In deze zaak heeft het Gerechtshof Den Haag op 21 oktober 2021 uitspraak gedaan in hoger beroep over een belastingaanslag en een verzuimboete opgelegd aan belanghebbende voor het jaar 2015. De belanghebbende, die twee eenmanszaken had, ontving een aanslag in de inkomstenbelasting en premie volksverzekeringen (IB/PVV) van € 197.696, met een verzuimboete van € 369. De Inspecteur stelde dat de vereiste aangifte niet was gedaan, wat leidde tot omkering en verzwaring van de bewijslast. De Rechtbank had eerder de aanslag verminderd tot € 142.606, maar de belanghebbende ging in hoger beroep tegen deze uitspraak.
Het Hof oordeelde dat de Inspecteur aannemelijk had gemaakt dat de vereiste aangifte niet was gedaan, gezien de stortingen van € 18.382 op de privébankrekening van de belanghebbende. De belanghebbende had geen bewijs geleverd voor zijn stellingen dat deze stortingen afkomstig waren van de verkoop van auto’s. Het Hof bevestigde de omkering en verzwaring van de bewijslast en oordeelde dat de aanslag niet naar willekeur mocht worden vastgesteld, maar op een redelijke schatting moest berusten. Uiteindelijk werd de aanslag verminderd tot € 115.321, waarbij het Hof de eerdere beslissing van de Rechtbank gedeeltelijk vernietigde.
De opgelegde verzuimboete werd door het Hof als passend en geboden beschouwd, omdat de belanghebbende niet tijdig aangifte had gedaan, ondanks het verleende uitstel.

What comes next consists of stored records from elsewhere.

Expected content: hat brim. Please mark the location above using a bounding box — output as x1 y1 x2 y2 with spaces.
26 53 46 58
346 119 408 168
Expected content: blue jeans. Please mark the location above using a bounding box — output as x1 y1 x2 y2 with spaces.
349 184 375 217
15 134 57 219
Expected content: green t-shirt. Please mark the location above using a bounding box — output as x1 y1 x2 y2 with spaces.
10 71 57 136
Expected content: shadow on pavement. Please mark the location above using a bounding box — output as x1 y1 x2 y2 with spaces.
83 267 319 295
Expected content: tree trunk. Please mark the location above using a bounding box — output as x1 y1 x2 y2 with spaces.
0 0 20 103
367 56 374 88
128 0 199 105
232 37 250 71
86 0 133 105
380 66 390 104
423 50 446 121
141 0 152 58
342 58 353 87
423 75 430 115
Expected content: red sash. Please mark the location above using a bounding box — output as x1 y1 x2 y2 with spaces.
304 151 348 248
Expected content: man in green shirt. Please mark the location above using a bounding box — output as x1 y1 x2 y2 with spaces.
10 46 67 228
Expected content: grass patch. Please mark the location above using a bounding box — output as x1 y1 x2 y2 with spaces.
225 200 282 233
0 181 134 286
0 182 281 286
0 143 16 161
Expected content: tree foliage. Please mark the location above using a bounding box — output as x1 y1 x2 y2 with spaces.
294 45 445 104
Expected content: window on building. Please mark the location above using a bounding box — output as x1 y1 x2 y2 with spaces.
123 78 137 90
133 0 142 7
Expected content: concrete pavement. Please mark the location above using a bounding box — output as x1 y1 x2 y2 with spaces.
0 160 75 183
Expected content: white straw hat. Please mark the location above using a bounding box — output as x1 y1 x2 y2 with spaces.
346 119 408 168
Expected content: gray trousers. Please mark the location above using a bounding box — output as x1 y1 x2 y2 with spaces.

Het Hof veroordeelde de Inspecteur tot vergoeding van de proceskosten van de belanghebbende, vastgesteld op € 1.496, en het griffierecht van € 134. De uitspraak van het Hof biedt inzicht in de toepassing van de regels omtrent aangifteverplichtingen en de gevolgen van het niet voldoen aan deze verplichtingen.